Finlay A. McAlister, MD, MSc; William A. Ghali, MD, MPH; Yanyan Gong, MSc; Jiming Fang, PhD; Paul W. Armstrong, MD; Jack V. Tu, MD, PhD

From the Division of General Internal Medicine (F.A.M.) and the Division of Cardiology (P.W.A.), University of Alberta, Edmonton, Canada; the Division of General Internal Medicine, University of Calgary, Calgary, Canada (W.A.G.); the Institute for Clinical Evaluative Sciences, University of Toronto, Toronto, Canada (Y.G., J.F.); and the Division of General Internal Medicine, Sunnybrook and Women’s College Health Sciences Centre, University of Toronto, Toronto, Canada (J.V.T.).

Correspondence to Dr F. McAlister, 2E3.24 WMC, University of Alberta Hospital, 8440 112 Street, Edmonton, Alberta, Canada T6G 2R7. E-mail- Finlay.McAlister{at}ualberta.ca

Received November 16, 2005; revision received March 23, 2006; accepted March 24, 2006.

Background— The safety of aspirin in heart failure (HF) has been called into question, particularly in those patients (1) without coronary disease, (2) with renal dysfunction, or (3) treated with low-dose angiotensin-converting enzyme (ACE) inhibitors and high-dose aspirin.

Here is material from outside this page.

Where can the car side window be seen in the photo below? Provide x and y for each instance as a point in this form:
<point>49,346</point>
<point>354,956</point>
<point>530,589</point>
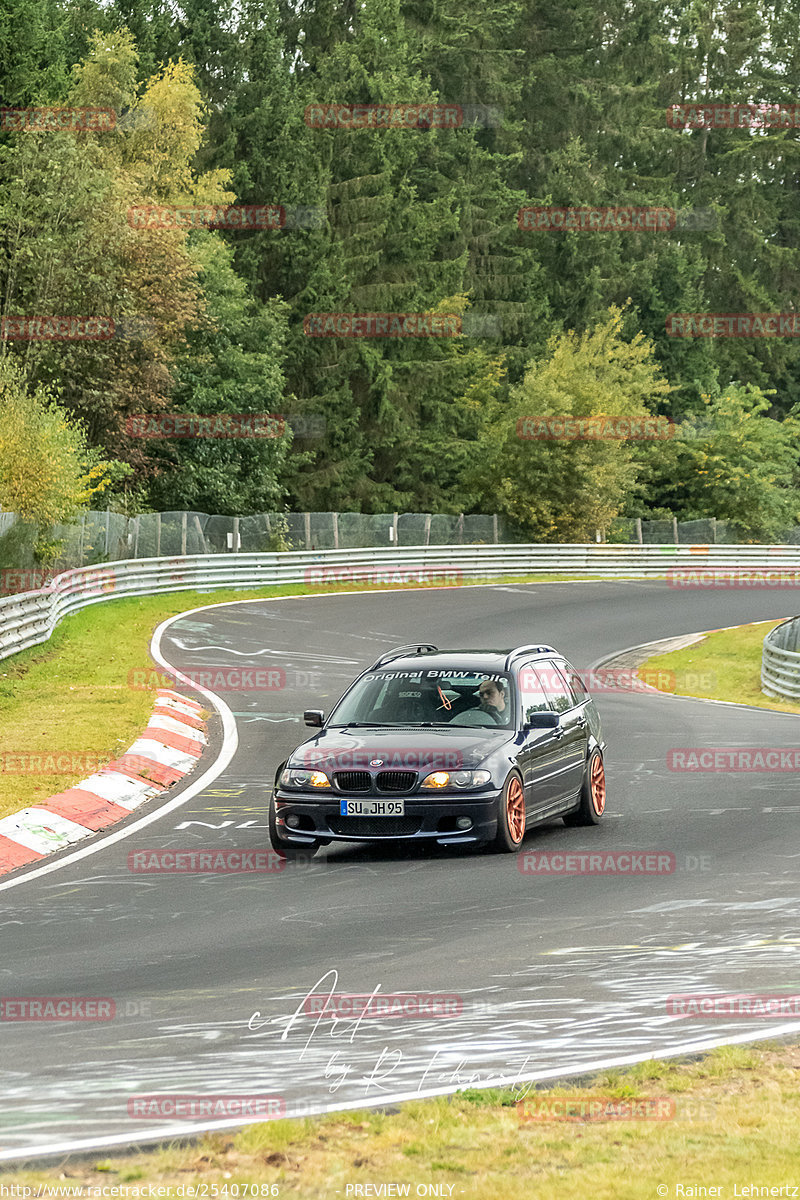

Methods and Results— We examined prescription patterns and outcomes (all-cause mortality and/or HF readmission) in patients discharged from 103 Canadian hospitals between April 1999 and March 2001 after a first hospitalization for HF. Of 7352 patients with HF (mean age, 75 years; 44% without coronary disease and 29% with renal dysfunction), 2785 (38%) died or required HF readmission within the first year. Compared with nonusers, aspirin users were no more likely to die or require HF readmission (hazard ratio [HR], 1.02 [0.91 to 1.16]), even in patients without coronary disease (HR, 0.98 [0.78 to 1.22]) or patients with renal dysfunction (HR, 1.13 [0.94 to 1.36]). On the other hand, users of ACE inhibitors were less likely to die or require HF readmission (HR, 0.87 [0.79 to 0.96]), even if they were using aspirin (HR, 0.86 [0.77 to 0.95]). There were no dose-dependent interactions between aspirin and ACE inhibitors.

Conclusions— In this observational study, aspirin use was not associated with an increase in mortality rates or HF readmission rates, and aspirin did not attenuate the benefits of ACE inhibitors, even in patients without coronary disease, patients with renal dysfunction, or patients treated with high-dose aspirin and low-dose ACE inhibitors.